ここでは、火災保険の保険金額に関わる「実損払い」について詳しく解説します。あわせて、「実損払い」と比較されることの多い「比例填補」についてもご紹介します。

火災保険における「実損払い」とは

「実損払い」とは、約款で定められた上限の範囲内で、実際に生じた損害額の全額が保険金として支払われる仕組みのこと。たとえば、建物に100万円の損害が生じた場合には100万円の保険金が、あるいは3000万円の損害が生じた場合には3000万円の保険金が支払われる仕組みが「実損払い」です。別名「実損填補」と言います。

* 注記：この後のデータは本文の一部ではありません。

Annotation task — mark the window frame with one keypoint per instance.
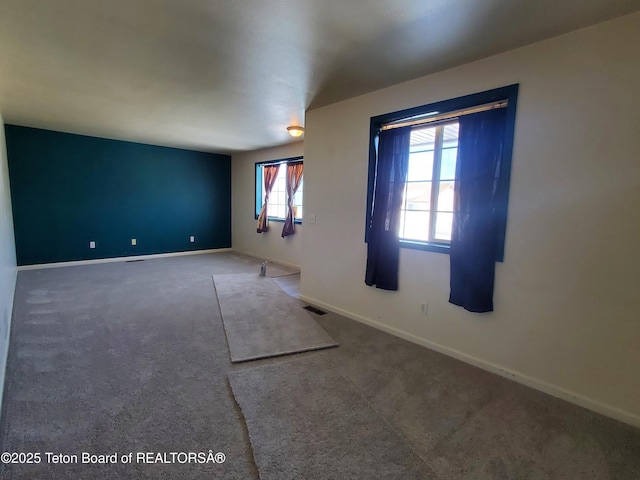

これに対して、実際に生じた損害額の全額が支払われない仕組みが「比例填補」です。以下、「実損払い」と「比例填補」の違いについて詳しく理解しましょう。

「実損払い」と「比例填補」の違い

実際に被った損害額の全額が補償される「実損払い」に関連して、損害額の一定比率しか補償されない仕組みのことを「比例填補」と言います。

火災保険の支払いを「比例填補」で契約している場合、実際に建物や家財に被害が生じた際、保険金の支払いにおいて思わぬ事態に直面することもあるので、注意が必要です。具体的には、次のような事例があります。

「比例填補」における落とし穴

  1. 3000万円の保険に加入した。
  2. 火災に遭い、1000万円の被害が生じた。
  3. 保険金は600万円しか支払われなかった。

この事例の場合、一般的には「3000万円の保険に入っていて損害額は1000万円なのだから、保険金も1000万円おりるのでは?」と考えるかも知れません。しかしながら、なぜか保険会社は600万円しか支払ってくれませんでした。これが「比例填補」の落とし穴です。

なぜ600万円しか支払われなかったのか?

火災保険に加入時の建物の時価に対し、どれだけの保険金を設定していたか、という点がポイントです。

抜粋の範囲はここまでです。